Pusat Pelaporan dan Analisis Transaksi Keuangan atau PPATK menyebutkan perputaran uang transaksi judi online (judol) berkurang drastis sepanjang 2025. Tahun lalu perputaran mencapai Rp359 triliun, tapi sampai 6 November berkurang tinggal Rp155 triliun.
“Angkanya turun 57% dibandingkan tahun lalu,” kata Kepala PPATK Ivan Yustiavandana dalam konferensi pers di Jakarta, Kamis (6/11).
Penurunan transaksi judol itu turut berpengaruh terhadap penurunan deposit dari pemain judol. Pada 2024, total jumlah deposit para pemain judi online Rp 51 triliun. Tahun ini nilainya menjadi Rp 24,9 triliun atau turun 45% lebih.
“Ini tentunya berkat kolaborasi kami semua, khususnya Kementerian Komunikasi dan Digital,” kata dia.
Upaya melawan judol itu dilakukan lewat pemblokiran situs dan konten judol.

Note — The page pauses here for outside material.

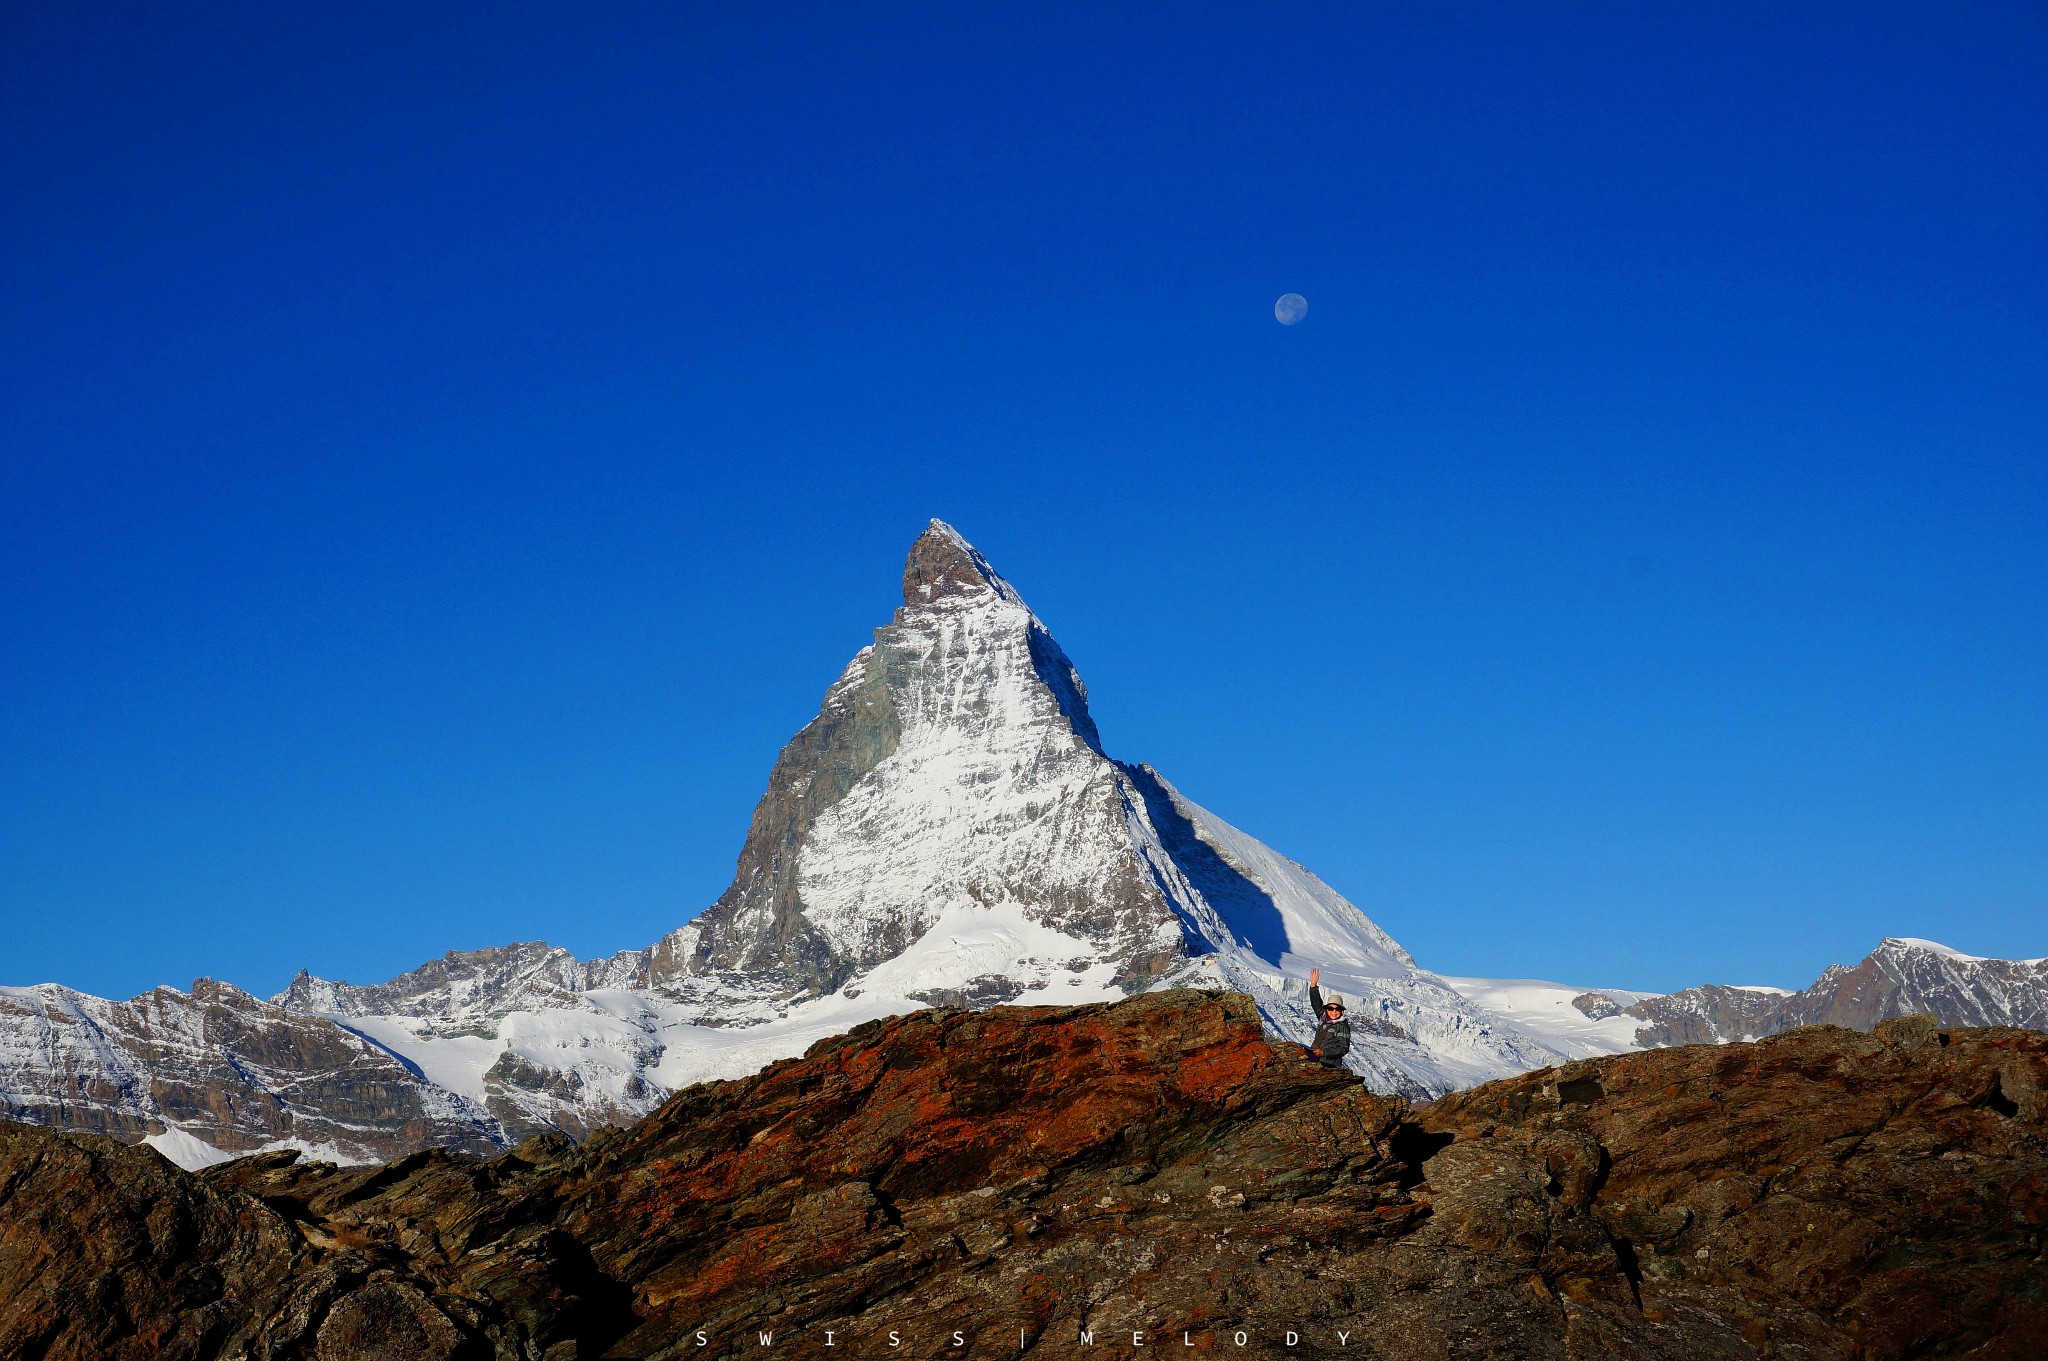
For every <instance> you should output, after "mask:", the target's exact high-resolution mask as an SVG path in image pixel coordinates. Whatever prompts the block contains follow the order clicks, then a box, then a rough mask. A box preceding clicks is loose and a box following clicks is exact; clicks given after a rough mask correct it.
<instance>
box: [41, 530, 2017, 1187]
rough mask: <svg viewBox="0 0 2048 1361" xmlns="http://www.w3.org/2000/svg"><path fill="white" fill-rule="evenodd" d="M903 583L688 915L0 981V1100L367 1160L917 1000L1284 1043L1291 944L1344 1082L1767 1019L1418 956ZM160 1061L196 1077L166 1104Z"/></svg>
mask: <svg viewBox="0 0 2048 1361" xmlns="http://www.w3.org/2000/svg"><path fill="white" fill-rule="evenodd" d="M901 587H903V604H901V606H899V608H897V610H895V612H893V616H891V618H889V622H887V624H883V626H879V628H877V630H874V634H872V641H870V643H868V645H866V647H862V649H860V651H858V653H856V655H854V657H852V659H850V661H848V665H846V667H844V669H842V673H840V675H838V679H834V682H831V686H827V690H825V694H823V700H821V702H819V710H817V716H813V718H811V720H809V722H807V725H805V727H803V729H799V733H797V735H795V737H793V739H791V741H788V743H786V745H784V747H782V751H780V753H778V755H776V761H774V765H772V770H770V776H768V784H766V790H764V794H762V798H760V800H758V802H756V808H754V815H752V819H750V825H748V833H745V839H743V843H741V851H739V858H737V864H735V870H733V878H731V882H729V886H727V888H725V892H721V894H719V898H717V901H715V903H713V905H709V907H707V909H705V911H702V913H698V915H696V917H694V919H692V921H688V923H684V925H682V927H678V929H674V931H670V933H666V935H664V937H659V939H655V941H653V943H649V946H645V948H639V950H623V952H614V954H610V956H604V958H594V960H578V958H575V956H573V954H571V952H567V950H561V948H557V946H549V943H545V941H522V943H510V946H492V948H483V950H451V952H446V954H444V956H440V958H436V960H428V962H424V964H420V966H418V968H414V970H408V972H403V974H399V976H395V978H391V980H387V982H381V984H350V982H342V980H326V978H317V976H313V974H311V972H305V970H301V974H299V976H297V978H293V980H291V984H287V986H285V989H283V991H281V993H276V995H274V997H272V999H268V1001H266V1003H264V1001H260V999H254V997H248V995H244V993H240V991H236V989H225V984H221V986H211V984H209V986H211V991H209V993H207V995H205V997H203V999H199V997H197V993H199V989H197V986H195V995H190V997H188V995H180V993H176V991H168V993H164V991H160V993H164V999H160V1001H158V1003H152V1005H154V1007H156V1011H158V1013H162V1015H172V1013H176V1019H174V1021H172V1023H168V1025H170V1027H172V1029H176V1031H178V1034H182V1036H199V1040H184V1042H180V1044H182V1048H178V1046H170V1048H164V1046H160V1044H158V1042H156V1040H154V1038H152V1036H150V1034H143V1031H141V1029H137V1023H135V1021H133V1015H131V1013H135V1007H137V1003H139V1001H141V999H135V1003H104V1001H100V999H86V997H84V995H76V993H70V991H59V993H63V995H61V997H59V995H57V993H37V995H31V991H23V989H14V991H0V1113H16V1115H18V1117H37V1115H39V1113H41V1115H47V1117H49V1122H51V1124H66V1122H78V1128H106V1130H115V1128H119V1132H121V1134H123V1136H129V1138H133V1136H137V1134H139V1132H147V1136H150V1138H156V1140H160V1146H166V1148H170V1146H172V1144H176V1148H180V1150H184V1152H186V1154H190V1152H193V1150H190V1146H188V1144H186V1142H182V1140H201V1142H203V1144H207V1146H213V1148H223V1150H229V1152H250V1150H260V1148H281V1146H293V1148H301V1150H307V1152H313V1150H319V1152H322V1156H332V1158H340V1160H377V1158H387V1156H393V1154H397V1152H410V1150H412V1148H416V1146H420V1142H418V1140H420V1138H426V1134H432V1136H434V1138H442V1140H449V1142H457V1144H463V1146H469V1144H475V1142H479V1140H481V1142H483V1144H487V1146H508V1144H512V1142H518V1140H520V1138H528V1136H532V1134H537V1132H561V1134H569V1136H575V1138H584V1136H588V1134H592V1132H594V1130H602V1128H608V1126H616V1124H627V1122H631V1119H637V1117H641V1115H645V1113H647V1111H651V1109H653V1107H655V1105H657V1103H659V1101H662V1099H666V1097H668V1093H672V1091H676V1089H680V1087H684V1085H690V1083H696V1081H705V1079H731V1077H741V1074H745V1072H752V1070H756V1068H760V1066H762V1064H766V1062H772V1060H778V1058H786V1056H791V1054H797V1052H803V1050H805V1048H807V1046H809V1044H813V1042H817V1040H821V1038H825V1036H831V1034H842V1031H846V1029H848V1027H852V1025H858V1023H864V1021H870V1019H877V1017H883V1015H895V1013H901V1011H909V1009H915V1007H926V1005H967V1007H987V1005H997V1003H1016V1001H1028V1003H1090V1001H1114V999H1120V997H1126V995H1133V993H1141V991H1157V989H1171V986H1206V989H1227V991H1235V993H1243V995H1247V997H1249V999H1251V1001H1253V1005H1255V1007H1257V1009H1260V1015H1262V1017H1264V1023H1266V1027H1268V1031H1270V1034H1272V1036H1274V1038H1276V1040H1290V1042H1307V1040H1309V1038H1311V1036H1313V1031H1315V1025H1317V1017H1313V1015H1309V1007H1307V986H1305V974H1307V972H1309V968H1311V966H1319V968H1321V970H1323V978H1325V989H1329V991H1339V993H1343V995H1346V997H1348V999H1350V1001H1352V1011H1350V1019H1352V1027H1354V1048H1352V1054H1350V1056H1348V1066H1350V1068H1352V1072H1354V1074H1358V1077H1362V1079H1364V1081H1366V1083H1368V1085H1372V1087H1374V1089H1378V1091H1386V1093H1401V1095H1407V1097H1415V1099H1423V1097H1434V1095H1442V1093H1448V1091H1454V1089H1460V1087H1470V1085H1475V1083H1483V1081H1489V1079H1497V1077H1507V1074H1513V1072H1522V1070H1530V1068H1540V1066H1548V1064H1556V1062H1567V1060H1575V1058H1587V1056H1593V1054H1608V1052H1620V1050H1628V1048H1634V1046H1640V1044H1661V1042H1675V1040H1683V1038H1712V1040H1726V1038H1733V1036H1737V1034H1745V1031H1743V1027H1745V1025H1749V1029H1755V1027H1757V1025H1767V1023H1774V1021H1767V1017H1769V1015H1778V1013H1776V1011H1772V1007H1778V1003H1769V1001H1763V999H1761V995H1749V993H1741V991H1729V989H1720V991H1714V989H1704V991H1688V993H1683V995H1675V1001H1673V999H1657V997H1647V995H1640V993H1622V991H1608V993H1602V991H1589V989H1565V986H1561V984H1507V982H1503V980H1456V978H1444V976H1440V974H1434V972H1430V970H1425V968H1421V966H1419V964H1417V962H1415V958H1413V956H1411V954H1409V952H1407V950H1403V948H1401V946H1399V943H1397V941H1395V939H1393V937H1391V935H1389V933H1386V931H1384V929H1380V927H1378V925H1376V923H1374V921H1372V919H1370V917H1366V915H1364V913H1362V911H1360V909H1358V907H1354V905H1352V903H1350V901H1346V898H1343V896H1341V894H1337V892H1335V890H1333V888H1329V884H1325V882H1323V880H1321V878H1317V876H1315V874H1313V872H1311V870H1307V868H1305V866H1300V864H1296V862H1292V860H1288V858H1286V855H1282V853H1278V851H1274V849H1272V847H1268V845H1266V843H1264V841H1260V839H1255V837H1251V835H1247V833H1243V831H1239V829H1237V827H1233V825H1229V823H1227V821H1223V819H1221V817H1217V815H1214V813H1210V810H1206V808H1204V806H1200V804H1196V802H1192V800H1190V798H1186V796H1184V794H1182V792H1180V790H1178V788H1176V786H1174V784H1171V782H1169V780H1167V778H1165V776H1163V774H1159V772H1157V770H1155V767H1151V765H1147V763H1143V761H1124V759H1116V757H1110V755H1108V751H1106V747H1104V741H1102V735H1100V731H1098V727H1096V722H1094V716H1092V714H1090V708H1087V688H1085V684H1083V682H1081V675H1079V671H1077V667H1075V665H1073V661H1071V659H1069V657H1067V653H1065V651H1063V649H1061V647H1059V643H1057V641H1055V639H1053V634H1051V630H1049V628H1047V626H1044V622H1042V620H1040V618H1038V616H1036V614H1034V612H1032V610H1030V606H1028V604H1026V602H1024V598H1022V596H1020V594H1018V589H1016V587H1014V585H1012V583H1010V581H1008V579H1006V577H1004V575H1001V573H999V571H995V567H993V565H991V563H989V561H987V559H985V557H983V555H981V553H979V551H977V548H973V544H969V542H967V540H965V538H963V536H961V534H958V532H956V530H952V526H948V524H944V522H938V520H934V522H932V524H930V526H928V528H926V530H924V532H922V534H920V536H918V540H915V542H913V544H911V551H909V555H907V557H905V567H903V581H901ZM1935 950H1937V954H1939V960H1942V964H1939V966H1937V972H1939V970H1948V974H1944V976H1946V978H1948V984H1946V986H1948V993H1939V989H1935V991H1933V993H1929V989H1919V991H1915V989H1911V986H1892V989H1890V991H1884V989H1878V993H1882V997H1876V993H1874V995H1872V997H1874V1001H1868V1003H1866V1005H1864V1011H1862V1013H1858V1015H1864V1021H1866V1025H1868V1023H1870V1021H1874V1019H1878V1015H1880V1013H1882V1011H1884V1009H1886V1007H1890V1009H1894V1011H1896V1009H1898V1007H1907V1005H1911V1007H1913V1009H1929V1007H1923V1005H1921V1003H1929V999H1931V1003H1933V1007H1931V1009H1935V1011H1939V1005H1944V1001H1954V999H1962V1001H1958V1003H1956V1005H1966V1003H1968V999H1970V997H1974V993H1972V991H1970V986H1972V984H1970V980H1968V978H1962V976H1958V974H1956V970H1962V972H1964V974H1968V972H1970V970H1980V968H1982V966H1985V962H1974V964H1968V962H1966V956H1956V952H1946V950H1939V948H1935ZM2015 968H2017V966H2015ZM1851 972H1853V970H1851ZM1937 993H1939V995H1937ZM150 997H156V995H150ZM1599 999H1606V1001H1599ZM2028 999H2032V993H2028V995H2023V997H2019V1001H2017V1003H2015V1005H2017V1009H2013V1007H2007V1009H2005V1011H1997V1015H1999V1017H2015V1015H2036V1021H2042V1023H2048V997H2042V999H2040V1007H2038V1011H2036V1013H2028V1011H2025V1007H2028V1005H2032V1003H2030V1001H2028ZM123 1007H127V1009H129V1011H123ZM1780 1009H1782V1007H1780ZM1788 1015H1790V1013H1788ZM1829 1015H1835V1013H1829ZM1843 1015H1847V1013H1843ZM1970 1015H1972V1017H1978V1015H1982V1017H1989V1015H1993V1011H1985V1009H1982V1007H1978V1011H1972V1013H1970ZM281 1017H289V1021H287V1019H281ZM1757 1017H1765V1019H1761V1021H1759V1019H1757ZM1946 1019H1950V1017H1946ZM322 1027H328V1029H322ZM160 1029H162V1025H160ZM330 1031H332V1034H330ZM287 1034H289V1036H293V1042H295V1044H297V1046H299V1048H301V1050H303V1052H307V1054H319V1056H322V1058H317V1062H311V1068H309V1074H307V1077H311V1074H315V1072H317V1074H330V1077H319V1083H328V1081H338V1083H342V1085H344V1087H346V1072H348V1070H356V1072H360V1074H365V1079H362V1081H360V1083H356V1087H354V1091H336V1093H334V1095H332V1101H330V1103H332V1109H330V1111H324V1109H313V1107H311V1105H307V1103H305V1101H303V1099H289V1095H287V1093H283V1091H268V1089H266V1087H264V1081H270V1079H274V1083H272V1085H291V1083H287V1079H285V1077H281V1068H279V1066H276V1064H268V1062H264V1058H262V1054H264V1052H266V1048H264V1046H266V1044H268V1046H272V1048H274V1040H264V1038H266V1036H287ZM207 1036H215V1038H213V1040H209V1038H207ZM252 1038H254V1040H252ZM152 1046H156V1048H152ZM207 1046H211V1050H209V1048H207ZM160 1050H162V1052H160ZM152 1064H158V1066H164V1074H162V1077H160V1074H158V1072H156V1068H152ZM199 1074H213V1077H211V1079H203V1077H199ZM252 1074H270V1079H262V1077H252ZM160 1081H162V1083H168V1087H166V1091H172V1093H176V1091H184V1089H190V1091H193V1093H199V1095H188V1097H182V1095H172V1097H170V1103H168V1105H166V1101H164V1099H158V1097H156V1095H154V1089H152V1083H160ZM207 1083H211V1087H209V1085H207ZM293 1083H295V1085H297V1087H299V1089H305V1087H307V1083H303V1081H295V1079H293ZM315 1087H317V1083H315ZM82 1093H96V1095H82ZM195 1103H197V1105H195ZM193 1109H199V1113H186V1115H180V1111H193ZM428 1109H432V1115H428V1113H426V1111H428ZM94 1122H98V1124H94ZM422 1122H424V1124H422ZM436 1122H440V1124H436ZM158 1126H162V1130H158ZM408 1132H412V1134H408ZM408 1140H412V1142H408Z"/></svg>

Komdigi menutup 2,45 miliar situs dan 2,16 juta konten judol sepanjang 20 Oktober-2 November 2025, sehingga akses terhadap situs judol berkurang 70%. PPATK juga ikut memblokir rekening-rekening yang terafiliasi bandar dan situs judol.
Ivan menyebutkan 80% pemain judol merupakan masyarakat dengan penghasilan Rp5 juta ke bawah per bulan. Dibandingkan 2024, jumlah pemain dengan kategori penghasilan rendah berkurang 67,92%. Secara keseluruhan, jumlah pemain judi online berkurang 68,32% dibandingkan dengan tahun lalu.
Ivan mengatakan perang terhadap judi online amat penting karena kejahatan ini merusak ekonomi rumah tangga. PPATK bahkan menemukan sekitar 2% pemain judi online berusia di bawah 10 tahun, atau sekitar 80.000 anak-anak yang sudah terekspos.
”Kita bicara tentang problem sosial yang nyata. Banyak keluarga kehilangan tabungan, rumah tangga hancur, bahkan anak-anak terpapar. Ini bukan hanya sekadar isu kriminalitas digital, melainkan juga masalah kemanusiaan yang menuntut empati dan aksi bersama,” urai Ivan.
Terlebih, aliran dana judol amat terkait dengan tindakan pencucian uang hasil kejahatan lainnya.
”Aliran dana hasil judi online kerap terkait dengan kejahatan lain seperti penipuan, narkotika, dan perdagangan orang. Ini membuktikan bahwa judi online adalah simpul dari berbagai kejahatan lintas sektor,” jelas Ivan.
Transaksi Tembus Rp1.000 Triliun
Ketua Komite Tindak Pidana Pencucian Uang (TPPU) Yusril Ihza Mahendra mengatakan, berdasarkan data PPATK, nilai perputaran dana dari aktivitas judi online sejak 2017 hingga Kuartal III 2025 telah menembus Rp1.032 triliun, dengan lebih dari 259 juta kali transaksi.
”Angka ini luar biasa besar. Lebih memprihatinkan lagi, setiap rupiah di dalamnya adalah hasil jerih payah rakyat uang dari masyarakat menengah ke bawah yang tersedot oleh jaringan kejahatan yang bersembunyi di balik layar gawai kita,” ujarnya, dalam kegiatan Diseminasi Peraturan Presiden Nomor 88 Tahun 2025 di Kantor PPATK, Jakarta, 4 November.
Menurut Yusril, yang juga menjabat Menteri Koordinator Bidang Hukum, HAM, dan Imigrasi itu, fenomena judi online dan TPPU bagaikan dua sisi mata uang kejahatan yang saling menguatkan. Modus pencucian uang kini semakin kompleks, menggunakan rekening hasil jual beli, e-wallet, aset kripto, hingga payment gateway lintas negara.
”Kita tidak boleh lagi memandang judi online hanya sebagai pelanggaran moral. Ia adalah pintu masuk bagi kejahatan finansial terorganisir," ucapnya.
"Setiap uang haram yang berhasil dicuci akan menjadi bahan bakar bagi kejahatan berikutnya, dan setiap uang haram yang berhasil kita bekukan adalah langkah nyata menjaga masa depan generasi kita,” cetus Yusril.